In upholding the ROFR, the bankruptcy court found three important undisputed facts: (i) the Objector was not listed as a creditor of the debtor, and did not receive formal notice of the bankruptcy case, (ii) the Objector never received formal notice that the Property was to be sold free and clear of the ROFR, and (iii) the Objector never received the contractual notice that the Property was being sold as required by the ROFR.
Notably, the Objector did receive informal notice of the bankruptcy case and may have even learned about the sale shortly before closing. However, such notice was not “notice reasonably calculated, under all the circumstances, to apprise interested parties of the pendency of the action and afford them an opportunity to present their objections”—as due process requires. Thus, the bankruptcy court concluded that the Objector did not receive sufficient notice before its ROFR was purportedly extinguished.
The Purchaser argued that notwithstanding the faulty notice, the court should enforce the confirmation order to strip the ROFR because the Purchaser was a bona fide purchaser that acquired the Property in good faith under section 363(m) of the Bankruptcy Code. The court rejected this argument, explaining that a bona fide purchaser cannot have notice of a prior adverse claim.

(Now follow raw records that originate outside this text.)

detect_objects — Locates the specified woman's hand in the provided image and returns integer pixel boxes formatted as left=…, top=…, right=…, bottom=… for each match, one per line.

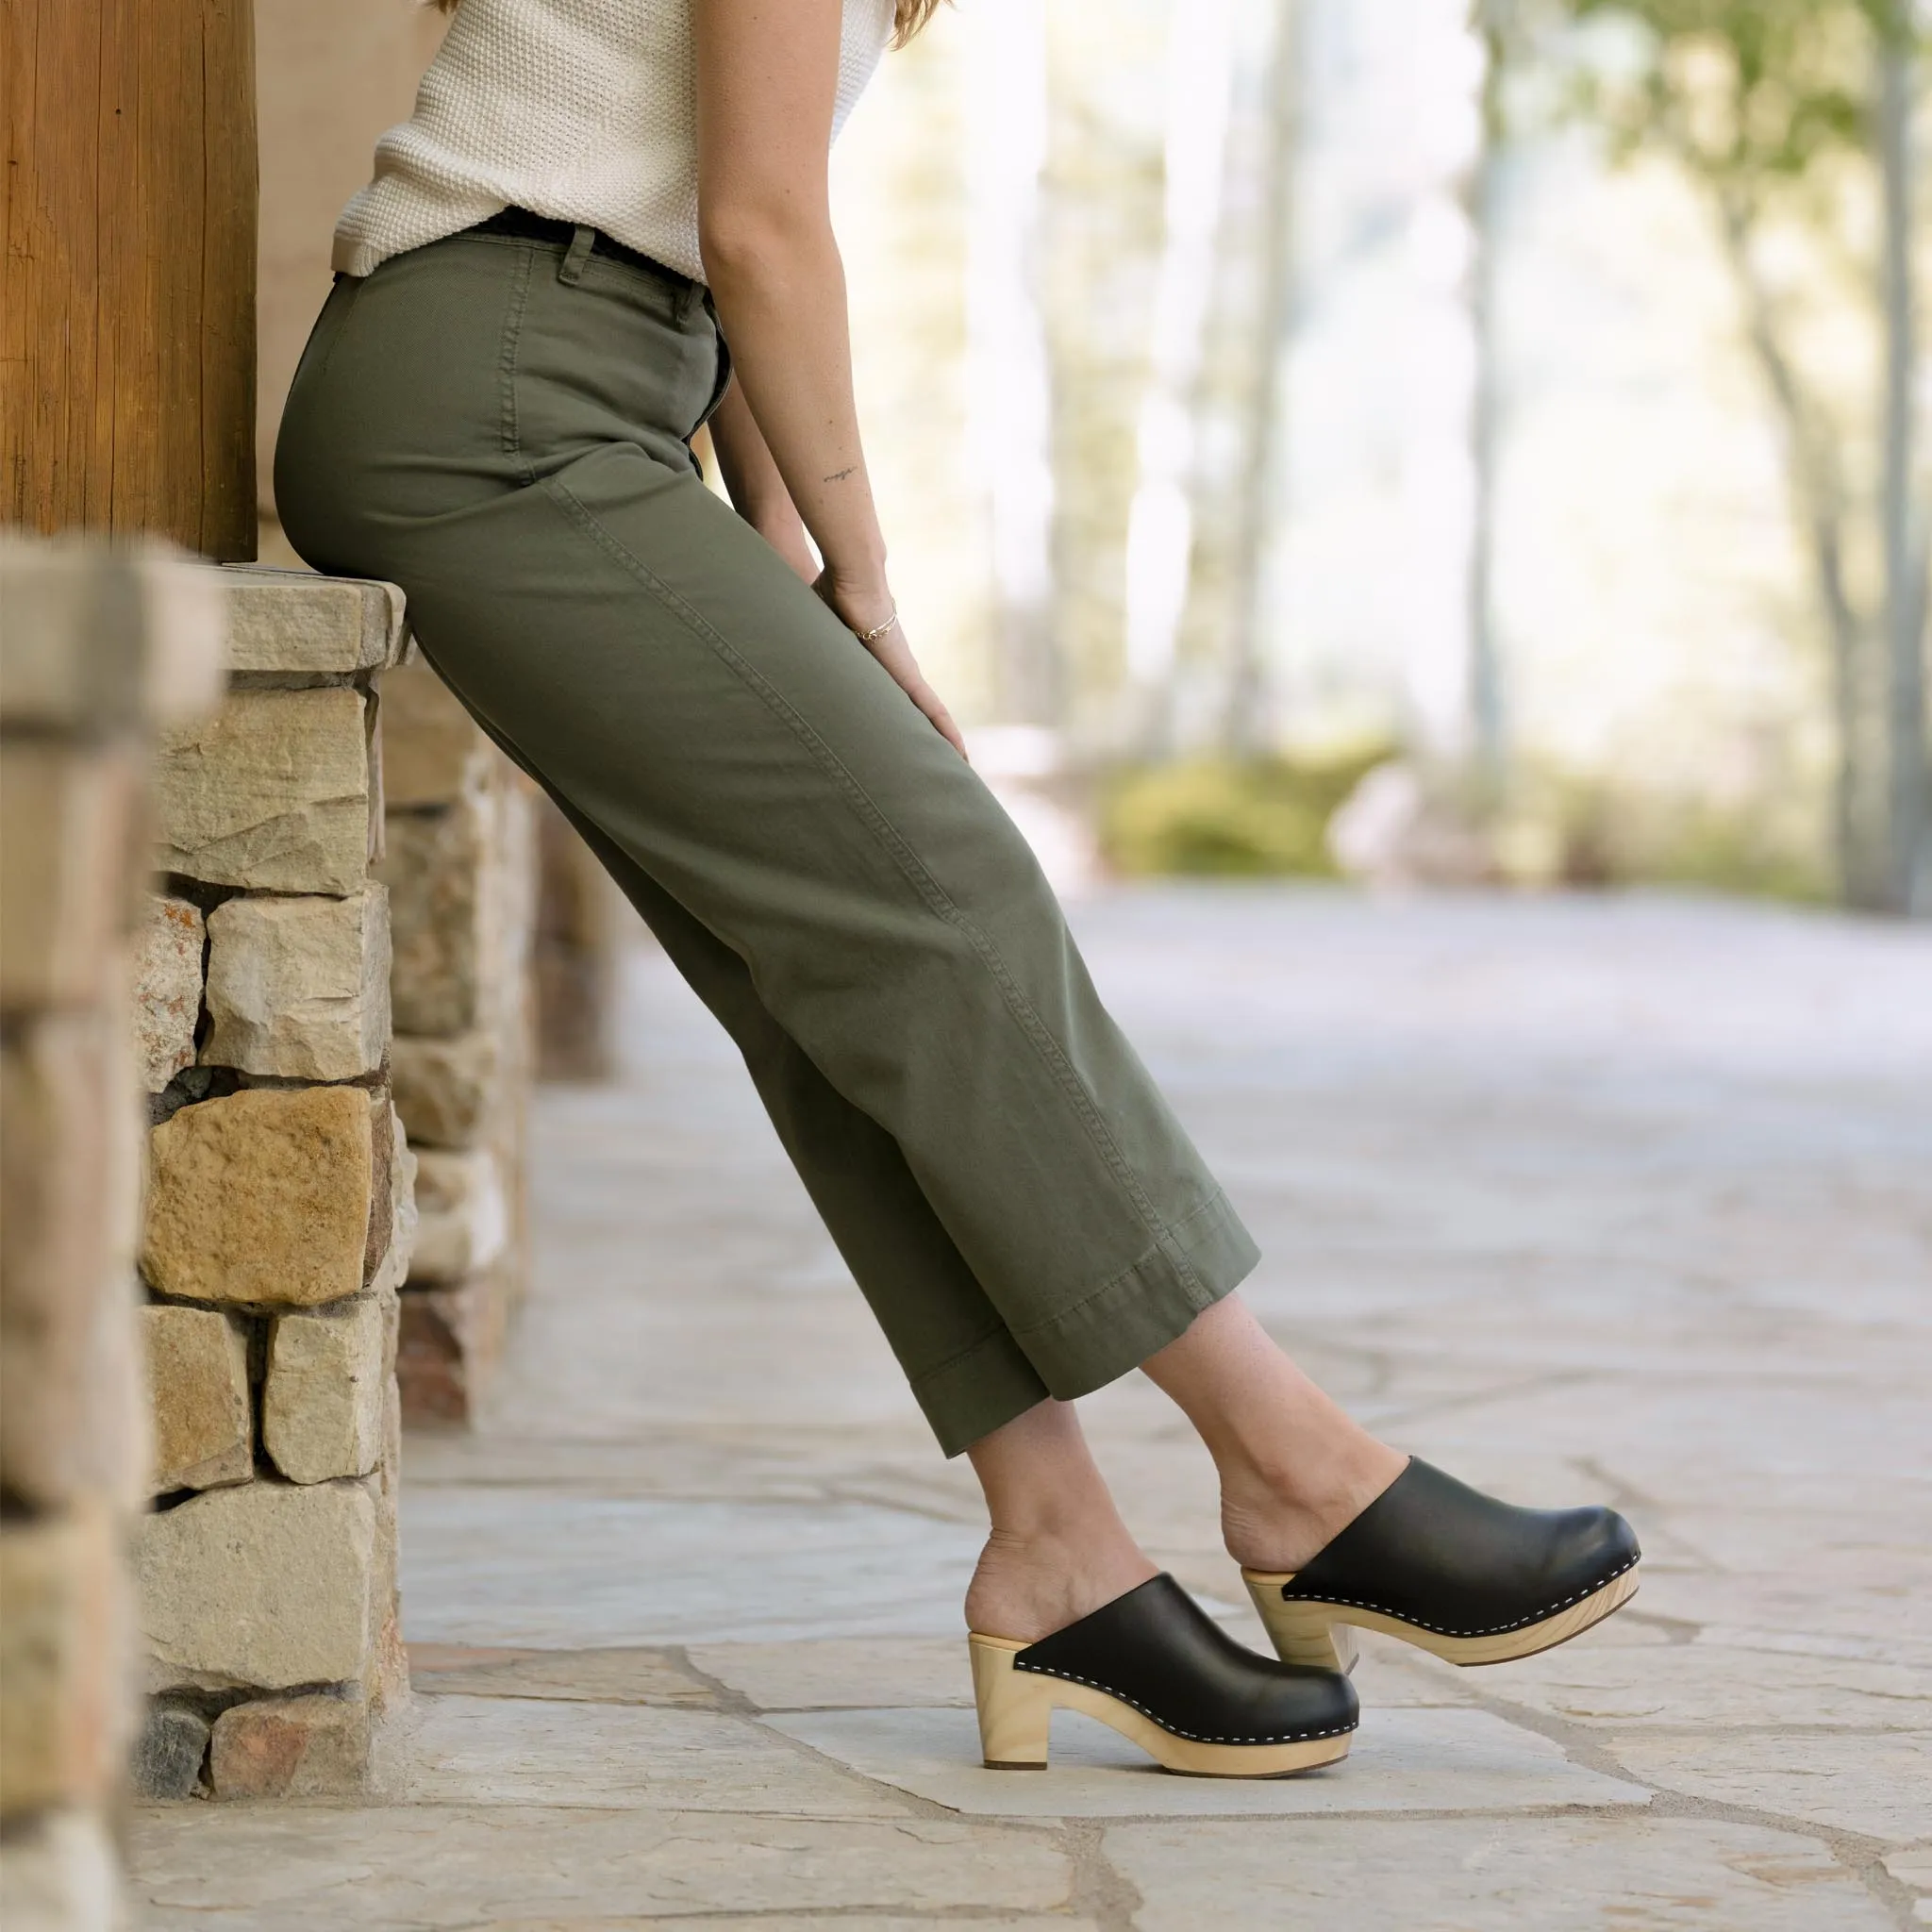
left=815, top=570, right=968, bottom=760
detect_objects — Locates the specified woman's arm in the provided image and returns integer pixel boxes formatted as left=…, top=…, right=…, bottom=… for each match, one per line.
left=692, top=0, right=965, bottom=757
left=707, top=379, right=819, bottom=584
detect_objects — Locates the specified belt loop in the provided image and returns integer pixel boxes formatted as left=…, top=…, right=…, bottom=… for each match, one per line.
left=558, top=224, right=595, bottom=286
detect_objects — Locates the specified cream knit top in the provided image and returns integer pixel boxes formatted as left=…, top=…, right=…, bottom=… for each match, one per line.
left=334, top=0, right=895, bottom=282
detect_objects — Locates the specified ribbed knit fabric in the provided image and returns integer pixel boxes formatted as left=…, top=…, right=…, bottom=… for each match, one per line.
left=333, top=0, right=895, bottom=282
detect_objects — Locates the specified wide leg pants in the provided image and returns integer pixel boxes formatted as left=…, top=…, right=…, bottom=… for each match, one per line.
left=275, top=221, right=1257, bottom=1456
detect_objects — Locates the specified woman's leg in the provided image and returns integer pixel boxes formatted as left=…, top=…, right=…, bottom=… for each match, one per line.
left=962, top=1399, right=1157, bottom=1641
left=278, top=233, right=1258, bottom=1460
left=275, top=235, right=1405, bottom=1651
left=1141, top=1296, right=1407, bottom=1570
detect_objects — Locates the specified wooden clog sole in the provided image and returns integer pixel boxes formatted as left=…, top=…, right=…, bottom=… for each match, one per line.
left=1242, top=1564, right=1641, bottom=1670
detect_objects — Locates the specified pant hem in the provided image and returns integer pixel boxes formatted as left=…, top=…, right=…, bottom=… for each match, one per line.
left=911, top=1325, right=1053, bottom=1459
left=1020, top=1188, right=1259, bottom=1405
left=924, top=1189, right=1260, bottom=1456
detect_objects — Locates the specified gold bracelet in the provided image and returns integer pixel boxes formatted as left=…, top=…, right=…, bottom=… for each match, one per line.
left=857, top=608, right=901, bottom=645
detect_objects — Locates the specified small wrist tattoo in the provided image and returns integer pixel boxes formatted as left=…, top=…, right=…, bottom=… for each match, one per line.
left=823, top=465, right=858, bottom=483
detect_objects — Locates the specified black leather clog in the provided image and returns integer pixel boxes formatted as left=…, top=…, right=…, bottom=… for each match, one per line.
left=970, top=1572, right=1357, bottom=1776
left=1242, top=1457, right=1641, bottom=1671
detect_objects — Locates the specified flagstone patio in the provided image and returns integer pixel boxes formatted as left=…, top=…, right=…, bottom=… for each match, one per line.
left=131, top=887, right=1932, bottom=1929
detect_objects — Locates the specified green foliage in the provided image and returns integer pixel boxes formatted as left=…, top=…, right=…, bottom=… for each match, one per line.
left=1497, top=764, right=1833, bottom=902
left=1099, top=747, right=1393, bottom=877
left=1539, top=0, right=1911, bottom=194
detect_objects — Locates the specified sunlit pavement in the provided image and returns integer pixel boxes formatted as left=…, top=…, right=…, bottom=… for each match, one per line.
left=133, top=886, right=1932, bottom=1928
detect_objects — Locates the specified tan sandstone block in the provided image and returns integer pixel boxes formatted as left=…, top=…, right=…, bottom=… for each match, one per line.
left=0, top=1011, right=145, bottom=1511
left=391, top=1028, right=500, bottom=1149
left=0, top=1506, right=128, bottom=1813
left=263, top=1296, right=387, bottom=1484
left=221, top=566, right=404, bottom=675
left=0, top=1807, right=123, bottom=1931
left=208, top=1692, right=372, bottom=1798
left=379, top=791, right=492, bottom=1037
left=371, top=1105, right=420, bottom=1296
left=201, top=886, right=391, bottom=1079
left=379, top=658, right=493, bottom=807
left=396, top=1270, right=511, bottom=1425
left=132, top=894, right=205, bottom=1092
left=141, top=1086, right=373, bottom=1308
left=0, top=739, right=142, bottom=1014
left=0, top=536, right=227, bottom=730
left=137, top=1479, right=377, bottom=1691
left=142, top=1306, right=253, bottom=1494
left=153, top=686, right=371, bottom=893
left=408, top=1149, right=507, bottom=1286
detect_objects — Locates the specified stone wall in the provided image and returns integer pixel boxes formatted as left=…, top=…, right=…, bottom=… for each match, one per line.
left=0, top=540, right=226, bottom=1928
left=378, top=663, right=539, bottom=1424
left=130, top=567, right=415, bottom=1802
left=534, top=796, right=626, bottom=1083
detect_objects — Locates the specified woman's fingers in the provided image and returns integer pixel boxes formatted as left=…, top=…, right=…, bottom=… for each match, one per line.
left=810, top=571, right=968, bottom=760
left=869, top=632, right=969, bottom=760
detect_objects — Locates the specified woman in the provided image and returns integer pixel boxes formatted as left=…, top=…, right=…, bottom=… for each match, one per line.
left=278, top=0, right=1639, bottom=1778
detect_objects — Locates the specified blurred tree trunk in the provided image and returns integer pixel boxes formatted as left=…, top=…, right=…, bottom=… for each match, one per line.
left=1219, top=0, right=1302, bottom=757
left=2, top=0, right=258, bottom=559
left=964, top=0, right=1060, bottom=726
left=1125, top=0, right=1240, bottom=756
left=1716, top=189, right=1880, bottom=907
left=1876, top=24, right=1927, bottom=914
left=1465, top=0, right=1510, bottom=797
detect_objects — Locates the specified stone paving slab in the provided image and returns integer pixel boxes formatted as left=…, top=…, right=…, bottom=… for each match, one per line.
left=481, top=1920, right=1102, bottom=1932
left=1884, top=1847, right=1932, bottom=1924
left=1104, top=1815, right=1898, bottom=1930
left=688, top=1636, right=975, bottom=1709
left=402, top=1490, right=983, bottom=1644
left=766, top=1706, right=1653, bottom=1819
left=1475, top=1640, right=1932, bottom=1729
left=1603, top=1731, right=1932, bottom=1842
left=132, top=1808, right=1075, bottom=1927
left=404, top=1696, right=911, bottom=1814
left=408, top=1644, right=719, bottom=1705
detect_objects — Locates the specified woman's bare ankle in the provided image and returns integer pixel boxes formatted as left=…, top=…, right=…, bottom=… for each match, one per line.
left=964, top=1524, right=1158, bottom=1643
left=1218, top=1435, right=1407, bottom=1574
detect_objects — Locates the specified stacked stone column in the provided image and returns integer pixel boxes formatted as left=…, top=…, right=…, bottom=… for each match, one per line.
left=534, top=794, right=627, bottom=1082
left=379, top=661, right=538, bottom=1424
left=131, top=567, right=414, bottom=1801
left=0, top=540, right=225, bottom=1928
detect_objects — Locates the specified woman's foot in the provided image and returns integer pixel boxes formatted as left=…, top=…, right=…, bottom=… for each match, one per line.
left=1217, top=1418, right=1408, bottom=1574
left=1242, top=1457, right=1641, bottom=1670
left=962, top=1396, right=1158, bottom=1642
left=964, top=1523, right=1158, bottom=1644
left=1140, top=1295, right=1408, bottom=1574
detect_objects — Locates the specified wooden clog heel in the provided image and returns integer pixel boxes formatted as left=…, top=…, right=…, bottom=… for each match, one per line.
left=969, top=1573, right=1356, bottom=1779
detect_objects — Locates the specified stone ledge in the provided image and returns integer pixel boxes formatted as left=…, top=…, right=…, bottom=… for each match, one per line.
left=0, top=537, right=227, bottom=734
left=218, top=565, right=407, bottom=677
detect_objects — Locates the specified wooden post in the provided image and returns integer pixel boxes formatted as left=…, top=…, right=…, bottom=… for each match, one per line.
left=2, top=0, right=258, bottom=561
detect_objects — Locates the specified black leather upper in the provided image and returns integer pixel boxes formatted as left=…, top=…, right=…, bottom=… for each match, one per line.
left=1277, top=1457, right=1641, bottom=1639
left=1015, top=1574, right=1357, bottom=1745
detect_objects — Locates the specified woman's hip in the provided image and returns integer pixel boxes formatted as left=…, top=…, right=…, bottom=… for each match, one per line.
left=274, top=224, right=726, bottom=576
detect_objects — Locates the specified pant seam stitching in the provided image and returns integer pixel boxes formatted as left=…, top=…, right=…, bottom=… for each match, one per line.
left=908, top=1323, right=1024, bottom=1390
left=545, top=473, right=1200, bottom=1280
left=497, top=245, right=537, bottom=485
left=1005, top=1191, right=1236, bottom=1341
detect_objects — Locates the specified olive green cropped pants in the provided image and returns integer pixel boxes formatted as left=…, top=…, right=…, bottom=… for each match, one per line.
left=275, top=220, right=1257, bottom=1455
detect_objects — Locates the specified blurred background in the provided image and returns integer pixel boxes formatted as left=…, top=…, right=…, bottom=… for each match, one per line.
left=251, top=0, right=1929, bottom=916
left=833, top=0, right=1930, bottom=915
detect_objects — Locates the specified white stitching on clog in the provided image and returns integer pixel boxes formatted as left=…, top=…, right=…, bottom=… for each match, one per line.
left=1274, top=1552, right=1640, bottom=1639
left=1010, top=1661, right=1354, bottom=1746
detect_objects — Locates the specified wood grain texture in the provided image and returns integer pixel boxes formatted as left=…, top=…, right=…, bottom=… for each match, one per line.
left=1, top=0, right=257, bottom=559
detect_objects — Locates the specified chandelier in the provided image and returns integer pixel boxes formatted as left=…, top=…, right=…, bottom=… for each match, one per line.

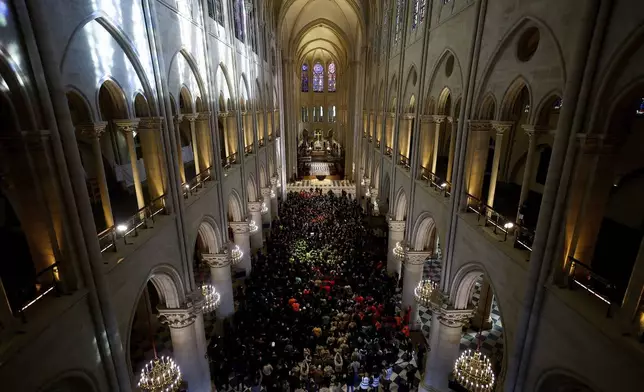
left=414, top=279, right=439, bottom=308
left=249, top=220, right=259, bottom=233
left=261, top=202, right=268, bottom=214
left=229, top=244, right=243, bottom=265
left=138, top=356, right=182, bottom=392
left=393, top=241, right=408, bottom=261
left=453, top=349, right=496, bottom=392
left=201, top=284, right=221, bottom=314
left=270, top=189, right=276, bottom=199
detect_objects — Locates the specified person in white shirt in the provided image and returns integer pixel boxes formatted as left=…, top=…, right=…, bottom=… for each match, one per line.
left=359, top=374, right=370, bottom=390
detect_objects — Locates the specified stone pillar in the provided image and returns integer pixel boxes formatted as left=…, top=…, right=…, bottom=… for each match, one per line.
left=226, top=114, right=238, bottom=161
left=229, top=221, right=252, bottom=275
left=138, top=117, right=166, bottom=202
left=446, top=118, right=457, bottom=182
left=248, top=201, right=264, bottom=250
left=399, top=115, right=414, bottom=160
left=114, top=119, right=144, bottom=209
left=203, top=253, right=235, bottom=318
left=385, top=113, right=394, bottom=151
left=173, top=115, right=186, bottom=184
left=420, top=309, right=473, bottom=392
left=403, top=251, right=431, bottom=329
left=465, top=120, right=492, bottom=200
left=487, top=121, right=513, bottom=209
left=196, top=112, right=212, bottom=173
left=430, top=116, right=446, bottom=174
left=387, top=219, right=406, bottom=276
left=185, top=114, right=200, bottom=176
left=260, top=187, right=272, bottom=229
left=270, top=176, right=279, bottom=219
left=471, top=280, right=494, bottom=330
left=158, top=304, right=211, bottom=392
left=516, top=126, right=544, bottom=220
left=419, top=116, right=432, bottom=172
left=78, top=122, right=114, bottom=228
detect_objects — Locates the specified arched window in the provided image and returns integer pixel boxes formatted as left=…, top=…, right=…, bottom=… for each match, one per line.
left=313, top=62, right=324, bottom=92
left=382, top=1, right=390, bottom=53
left=328, top=62, right=336, bottom=92
left=233, top=0, right=245, bottom=42
left=207, top=0, right=224, bottom=24
left=412, top=0, right=419, bottom=29
left=636, top=98, right=644, bottom=116
left=419, top=1, right=427, bottom=24
left=301, top=63, right=309, bottom=92
left=394, top=0, right=403, bottom=44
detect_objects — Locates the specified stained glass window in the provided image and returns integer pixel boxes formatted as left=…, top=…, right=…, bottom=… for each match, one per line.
left=394, top=0, right=403, bottom=44
left=313, top=63, right=324, bottom=92
left=412, top=0, right=419, bottom=30
left=382, top=1, right=389, bottom=53
left=419, top=0, right=427, bottom=23
left=636, top=98, right=644, bottom=116
left=301, top=64, right=309, bottom=92
left=234, top=0, right=245, bottom=42
left=328, top=62, right=336, bottom=92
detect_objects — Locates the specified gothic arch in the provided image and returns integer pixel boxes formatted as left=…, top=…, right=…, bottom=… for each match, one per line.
left=411, top=212, right=438, bottom=252
left=426, top=48, right=465, bottom=106
left=259, top=164, right=268, bottom=187
left=247, top=174, right=258, bottom=201
left=393, top=187, right=407, bottom=221
left=478, top=92, right=498, bottom=120
left=402, top=64, right=418, bottom=110
left=500, top=76, right=533, bottom=120
left=227, top=189, right=244, bottom=221
left=168, top=48, right=208, bottom=105
left=195, top=216, right=223, bottom=255
left=216, top=63, right=235, bottom=110
left=0, top=46, right=40, bottom=131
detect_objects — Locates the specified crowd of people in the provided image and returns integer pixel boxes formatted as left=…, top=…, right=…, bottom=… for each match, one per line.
left=208, top=189, right=421, bottom=391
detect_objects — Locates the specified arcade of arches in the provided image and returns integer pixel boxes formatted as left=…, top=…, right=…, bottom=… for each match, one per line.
left=1, top=1, right=644, bottom=392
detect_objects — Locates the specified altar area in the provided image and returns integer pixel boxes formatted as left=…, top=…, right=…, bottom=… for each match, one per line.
left=287, top=179, right=356, bottom=198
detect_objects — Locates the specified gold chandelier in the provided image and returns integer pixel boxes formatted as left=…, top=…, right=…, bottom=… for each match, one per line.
left=229, top=244, right=243, bottom=265
left=249, top=220, right=259, bottom=233
left=414, top=279, right=439, bottom=308
left=393, top=241, right=407, bottom=260
left=453, top=349, right=495, bottom=392
left=138, top=356, right=182, bottom=392
left=261, top=202, right=268, bottom=214
left=201, top=284, right=221, bottom=314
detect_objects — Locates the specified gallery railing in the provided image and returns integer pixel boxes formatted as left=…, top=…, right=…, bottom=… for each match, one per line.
left=567, top=256, right=617, bottom=317
left=376, top=140, right=381, bottom=149
left=244, top=143, right=255, bottom=156
left=258, top=138, right=265, bottom=147
left=419, top=166, right=452, bottom=197
left=222, top=152, right=239, bottom=170
left=98, top=194, right=168, bottom=254
left=183, top=166, right=213, bottom=198
left=464, top=193, right=534, bottom=253
left=15, top=262, right=61, bottom=320
left=398, top=154, right=411, bottom=170
left=384, top=146, right=393, bottom=157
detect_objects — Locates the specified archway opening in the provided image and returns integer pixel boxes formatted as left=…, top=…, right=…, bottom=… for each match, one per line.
left=179, top=87, right=197, bottom=181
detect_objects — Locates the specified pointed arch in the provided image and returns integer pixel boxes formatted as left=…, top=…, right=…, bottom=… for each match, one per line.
left=196, top=216, right=223, bottom=254
left=168, top=48, right=208, bottom=104
left=411, top=212, right=438, bottom=251
left=393, top=187, right=407, bottom=221
left=227, top=189, right=244, bottom=222
left=216, top=63, right=235, bottom=110
left=500, top=76, right=532, bottom=120
left=259, top=164, right=268, bottom=187
left=402, top=64, right=418, bottom=112
left=66, top=88, right=93, bottom=124
left=425, top=48, right=464, bottom=107
left=437, top=87, right=452, bottom=115
left=247, top=174, right=258, bottom=201
left=478, top=93, right=498, bottom=120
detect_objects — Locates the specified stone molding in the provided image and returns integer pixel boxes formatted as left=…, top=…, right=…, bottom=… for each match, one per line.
left=218, top=111, right=231, bottom=118
left=521, top=124, right=548, bottom=137
left=446, top=116, right=455, bottom=123
left=247, top=201, right=263, bottom=212
left=363, top=178, right=371, bottom=187
left=428, top=115, right=447, bottom=124
left=77, top=122, right=108, bottom=139
left=260, top=187, right=272, bottom=198
left=113, top=118, right=141, bottom=133
left=158, top=307, right=197, bottom=329
left=202, top=252, right=231, bottom=268
left=183, top=113, right=198, bottom=122
left=406, top=251, right=432, bottom=265
left=491, top=120, right=513, bottom=135
left=438, top=308, right=474, bottom=328
left=197, top=111, right=212, bottom=121
left=387, top=219, right=406, bottom=232
left=173, top=114, right=184, bottom=124
left=468, top=120, right=492, bottom=132
left=270, top=176, right=278, bottom=186
left=138, top=117, right=164, bottom=130
left=400, top=113, right=415, bottom=120
left=229, top=221, right=250, bottom=234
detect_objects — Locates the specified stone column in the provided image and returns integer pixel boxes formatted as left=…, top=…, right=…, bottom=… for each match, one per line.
left=399, top=114, right=414, bottom=161
left=203, top=253, right=235, bottom=318
left=385, top=113, right=394, bottom=151
left=446, top=118, right=457, bottom=182
left=185, top=114, right=200, bottom=176
left=248, top=201, right=264, bottom=250
left=430, top=115, right=446, bottom=174
left=487, top=121, right=513, bottom=209
left=471, top=280, right=494, bottom=330
left=196, top=112, right=212, bottom=173
left=419, top=116, right=432, bottom=173
left=114, top=119, right=144, bottom=209
left=173, top=115, right=186, bottom=184
left=229, top=221, right=252, bottom=275
left=420, top=309, right=473, bottom=392
left=403, top=251, right=431, bottom=329
left=226, top=114, right=239, bottom=161
left=270, top=176, right=279, bottom=219
left=465, top=120, right=492, bottom=200
left=387, top=219, right=406, bottom=276
left=158, top=305, right=211, bottom=392
left=260, top=187, right=272, bottom=229
left=78, top=122, right=114, bottom=228
left=138, top=117, right=166, bottom=202
left=516, top=126, right=543, bottom=220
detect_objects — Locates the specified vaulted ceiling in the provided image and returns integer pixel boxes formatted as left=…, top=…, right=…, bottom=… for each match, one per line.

Here, the Purchaser did have prior notice of the ROFR (even if the notice was constructive) because the ROFR was properly recorded. The Purchaser also had received an email indicating that someone had a ROFR on the Property. The court explained that the Purchaser easily could have commissioned a title report and ensured that all parties in interest received due notice. The court acknowledged that the debtor should have properly noticed all parties in interest, including the Objector, but also found that the Purchaser could not “cloak itself with the mantle of a bona fide purchaser when it ignored information suggesting the [Objector’s] rights were not addressed in the sale.” Thus, the court approved the Objector’s request to enforce its ROFR in the Purchaser’s post-bankruptcy sale of the Property.
In sum, a buyer in bankruptcy should consider independently ensuring that all parties with purported liens, claims or interests in the sale assets receive proper notice of the sale; hoping that the debtor provides proper notice may not be sufficient. A little effort up front can save time, money and aggravation in the end.